Scotland led 24-11 at half-time in blistering heat in Lautoka thanks to tries from Greig Laidlaw and Visser which sandwiched a penalty try.
Fiji, for whom Josefa Domolailai crossed in the first period, fought back after the break and got scores from Waisea Nayacalevu and Metuisela Talebula, which put them within two points at 27-25 with 12 minutes to play.
On the march: Scotland’s lock forward Ritchie Gray runs with the ball against Fiji
But Visser claimed his second try eight minutes from the end and Laidlaw converted, taking his personal tally to 22, to settle Scotland nerves.
Fiji dished out some huge hits early on and with Scotland failing to control either the ball or their discipline, they soon conceded early penalties, two of which Jonetani Ralulu banged between the posts though he also missed one from inside his own half.
Scotland had hardly seen the ball inside the first quarter but when they did get it, they at last managed to show what they have been threatening all season with a flowing move that sent the ball both ways before Visser, on his debut, was sent clear on the left.
He had support inside and though Al Kellock was caught a yard short, Laidlaw was there to pick up and dive over.
Winning feeling: Scotland’s hooker Max Evans (centre) charges forward against Fiji
Two minutes later, they were at it again. This time is was Max Evans, the wing, who was stopped short.

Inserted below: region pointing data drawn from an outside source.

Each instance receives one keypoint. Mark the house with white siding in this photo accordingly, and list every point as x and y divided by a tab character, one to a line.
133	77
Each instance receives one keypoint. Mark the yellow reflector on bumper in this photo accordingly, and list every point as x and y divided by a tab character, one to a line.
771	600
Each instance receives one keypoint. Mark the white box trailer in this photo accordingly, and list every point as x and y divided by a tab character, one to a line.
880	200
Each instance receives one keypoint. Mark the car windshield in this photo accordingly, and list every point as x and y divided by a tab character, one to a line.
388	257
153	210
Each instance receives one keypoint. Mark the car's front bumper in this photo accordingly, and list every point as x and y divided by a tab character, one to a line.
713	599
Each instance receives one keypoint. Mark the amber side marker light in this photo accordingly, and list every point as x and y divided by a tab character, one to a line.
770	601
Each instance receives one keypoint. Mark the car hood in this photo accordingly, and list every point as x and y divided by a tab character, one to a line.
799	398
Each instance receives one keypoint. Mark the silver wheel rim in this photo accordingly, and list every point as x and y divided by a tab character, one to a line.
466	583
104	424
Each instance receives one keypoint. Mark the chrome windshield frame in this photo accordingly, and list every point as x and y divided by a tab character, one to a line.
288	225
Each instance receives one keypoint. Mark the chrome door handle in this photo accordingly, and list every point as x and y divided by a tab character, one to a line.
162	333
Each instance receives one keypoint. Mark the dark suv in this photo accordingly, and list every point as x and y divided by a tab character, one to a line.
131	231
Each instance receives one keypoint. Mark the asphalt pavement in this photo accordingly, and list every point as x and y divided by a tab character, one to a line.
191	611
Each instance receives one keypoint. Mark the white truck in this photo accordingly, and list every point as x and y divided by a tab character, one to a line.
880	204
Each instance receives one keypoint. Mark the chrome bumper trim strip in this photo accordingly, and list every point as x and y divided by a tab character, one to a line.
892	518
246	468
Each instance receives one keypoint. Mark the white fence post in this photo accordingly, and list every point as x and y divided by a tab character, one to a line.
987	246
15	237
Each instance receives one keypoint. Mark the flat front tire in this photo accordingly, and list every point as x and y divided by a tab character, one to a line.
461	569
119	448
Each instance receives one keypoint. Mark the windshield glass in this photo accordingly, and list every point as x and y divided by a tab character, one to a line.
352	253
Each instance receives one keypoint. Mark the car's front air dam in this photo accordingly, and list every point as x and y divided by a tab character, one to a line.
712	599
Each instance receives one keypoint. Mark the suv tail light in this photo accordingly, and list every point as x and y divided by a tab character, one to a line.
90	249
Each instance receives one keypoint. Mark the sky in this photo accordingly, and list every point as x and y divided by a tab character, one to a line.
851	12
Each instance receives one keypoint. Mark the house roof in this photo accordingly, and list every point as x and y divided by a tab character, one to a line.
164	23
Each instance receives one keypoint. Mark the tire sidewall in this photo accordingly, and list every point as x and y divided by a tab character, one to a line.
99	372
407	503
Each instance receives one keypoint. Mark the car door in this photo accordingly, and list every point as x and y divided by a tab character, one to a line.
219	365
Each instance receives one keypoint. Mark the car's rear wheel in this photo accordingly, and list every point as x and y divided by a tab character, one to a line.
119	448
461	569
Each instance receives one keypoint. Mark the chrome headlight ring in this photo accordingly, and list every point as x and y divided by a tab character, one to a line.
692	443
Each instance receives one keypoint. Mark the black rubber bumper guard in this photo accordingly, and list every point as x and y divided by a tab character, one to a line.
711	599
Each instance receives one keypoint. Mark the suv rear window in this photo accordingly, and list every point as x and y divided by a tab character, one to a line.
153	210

Fiji killed the ball, and from the resulting penalty Scotland went for the scrum, drove almost to the line and were awarded a penalty try when Fiji illegally kicked the ball out inches before it crossed the line.

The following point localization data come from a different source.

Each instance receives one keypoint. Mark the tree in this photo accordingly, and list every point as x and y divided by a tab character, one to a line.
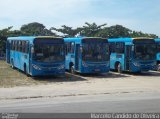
91	30
67	31
35	29
140	34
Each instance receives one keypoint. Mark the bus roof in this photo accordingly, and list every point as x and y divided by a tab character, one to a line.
79	39
29	38
128	39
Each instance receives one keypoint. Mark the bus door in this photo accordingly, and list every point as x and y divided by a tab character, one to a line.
77	57
128	50
8	52
31	53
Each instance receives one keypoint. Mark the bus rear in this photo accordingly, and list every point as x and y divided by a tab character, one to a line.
95	55
47	56
132	54
144	54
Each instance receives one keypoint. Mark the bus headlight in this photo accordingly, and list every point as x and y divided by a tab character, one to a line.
136	64
36	67
61	67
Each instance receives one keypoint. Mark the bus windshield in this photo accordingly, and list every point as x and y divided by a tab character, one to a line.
95	52
49	52
145	51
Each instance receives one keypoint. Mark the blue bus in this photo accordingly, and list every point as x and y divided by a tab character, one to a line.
158	53
36	55
87	55
132	54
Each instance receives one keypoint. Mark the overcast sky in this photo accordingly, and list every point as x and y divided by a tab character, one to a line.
139	15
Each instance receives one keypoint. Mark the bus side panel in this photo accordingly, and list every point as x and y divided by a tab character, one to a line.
117	58
8	52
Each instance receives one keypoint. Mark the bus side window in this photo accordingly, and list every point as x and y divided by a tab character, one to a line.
119	47
112	47
23	46
20	46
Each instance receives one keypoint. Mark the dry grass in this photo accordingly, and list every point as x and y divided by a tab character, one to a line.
13	77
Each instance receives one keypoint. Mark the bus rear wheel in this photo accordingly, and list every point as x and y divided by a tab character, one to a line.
119	68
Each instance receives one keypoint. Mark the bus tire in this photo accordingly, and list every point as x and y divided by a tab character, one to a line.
72	70
158	67
119	68
12	64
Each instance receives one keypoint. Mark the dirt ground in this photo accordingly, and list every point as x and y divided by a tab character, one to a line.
15	85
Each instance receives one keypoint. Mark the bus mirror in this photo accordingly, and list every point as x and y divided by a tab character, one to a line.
32	49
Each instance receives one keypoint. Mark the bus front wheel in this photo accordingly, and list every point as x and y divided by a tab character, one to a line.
119	68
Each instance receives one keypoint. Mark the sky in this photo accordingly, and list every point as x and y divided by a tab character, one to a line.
139	15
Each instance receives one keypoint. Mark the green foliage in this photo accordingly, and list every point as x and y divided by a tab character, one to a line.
35	29
88	29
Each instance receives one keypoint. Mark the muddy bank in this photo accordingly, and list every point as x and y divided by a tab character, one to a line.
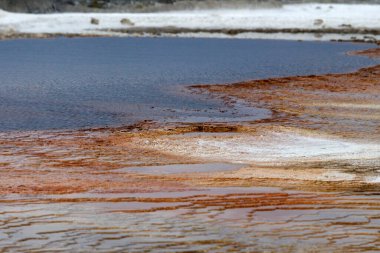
307	179
324	130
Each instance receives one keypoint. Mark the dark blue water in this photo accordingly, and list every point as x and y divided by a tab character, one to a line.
76	83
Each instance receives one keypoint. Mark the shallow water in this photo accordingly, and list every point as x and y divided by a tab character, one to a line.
74	83
215	220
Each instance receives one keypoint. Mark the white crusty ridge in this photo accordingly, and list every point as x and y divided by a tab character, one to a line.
316	17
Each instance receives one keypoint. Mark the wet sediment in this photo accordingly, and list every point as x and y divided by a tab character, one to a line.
307	180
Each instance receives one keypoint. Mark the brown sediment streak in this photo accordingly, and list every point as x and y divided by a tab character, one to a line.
347	105
324	131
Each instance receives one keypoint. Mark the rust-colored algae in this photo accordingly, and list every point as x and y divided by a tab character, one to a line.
308	183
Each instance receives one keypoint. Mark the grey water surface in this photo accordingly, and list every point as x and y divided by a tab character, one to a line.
67	83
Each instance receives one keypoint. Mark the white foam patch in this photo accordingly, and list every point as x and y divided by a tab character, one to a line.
269	148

Laidlaw converted both but it was not the start of a Scottish try-fest, the next score coming at the opposite end of the park where scrum-half Nikola Matawalu nipped through the side of a ruck and slipped the ball inside to Domolailai, the replacement flanker, who was waiting to crash over.

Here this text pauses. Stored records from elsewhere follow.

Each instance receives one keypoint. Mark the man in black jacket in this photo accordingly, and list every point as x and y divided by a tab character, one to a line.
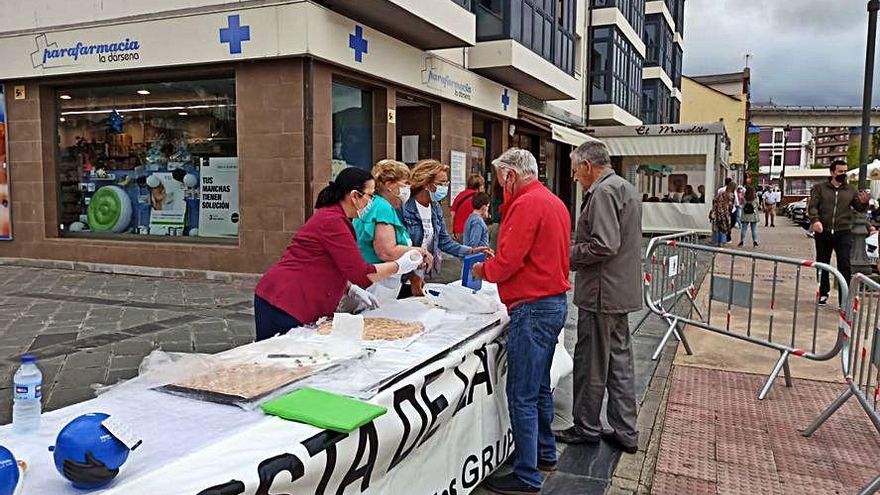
830	210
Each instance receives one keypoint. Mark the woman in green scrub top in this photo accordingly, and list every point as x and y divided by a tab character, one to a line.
380	232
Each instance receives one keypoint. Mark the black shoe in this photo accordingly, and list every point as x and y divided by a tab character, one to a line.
547	467
573	435
615	441
509	484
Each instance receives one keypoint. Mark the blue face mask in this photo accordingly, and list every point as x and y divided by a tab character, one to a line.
440	193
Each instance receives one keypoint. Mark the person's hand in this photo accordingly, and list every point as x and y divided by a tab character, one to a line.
428	260
410	261
477	271
484	250
417	285
364	298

Ralulu missed the conversion, and Scotland were able to stretch their lead with a Laidlaw penalty before the moment all Scottish fans had been waiting for – Visser’s first try in Scotland colours.
It was set up by another immense scrum drive, before the ball was released wide and Nick De Luca gave him the sort of space that he was never going to squander.
No way through: Fiji’s half back Nikola Matawalu (centre) is tackled by Scotland’s players
Comfortably ahead at the break, the question was whether Scotland would wilt in the heat or press home their advantage.
A brilliant solo break from Matawalu threatened a Fiji fightback, but Evans got back to save his side before Laidlaw extended the lead with a penalty.
They needed it too as Watisoni Votu made a superb solo break to create the threat, finished on the other side of the field by Nayacalevu.
Suddenly Fiji had their tails up and the crowd started to get into the game, rousing the players who started to show all the fluency and imagination for which they are famed.
Too little: Fiji’s winger Metuisela Talebula dives over for as try against Scotland
Somehow Scotland held firm for a while but the brilliance of the Fijians could not be denied.
A high kick was tapped back to support and centre Vereniki Goneva raced through the Scotland defence before finding Talebula, the replacement full-back, for a run to the line from a move that had started on their own 22.
For all their attacking flair, Fiji can still self destruct, and their failure to handle a high kick under pressure from Matt Scott presented Visser with simple run-in for his second try, to wrap up a nervy but satisfying win for Scotland.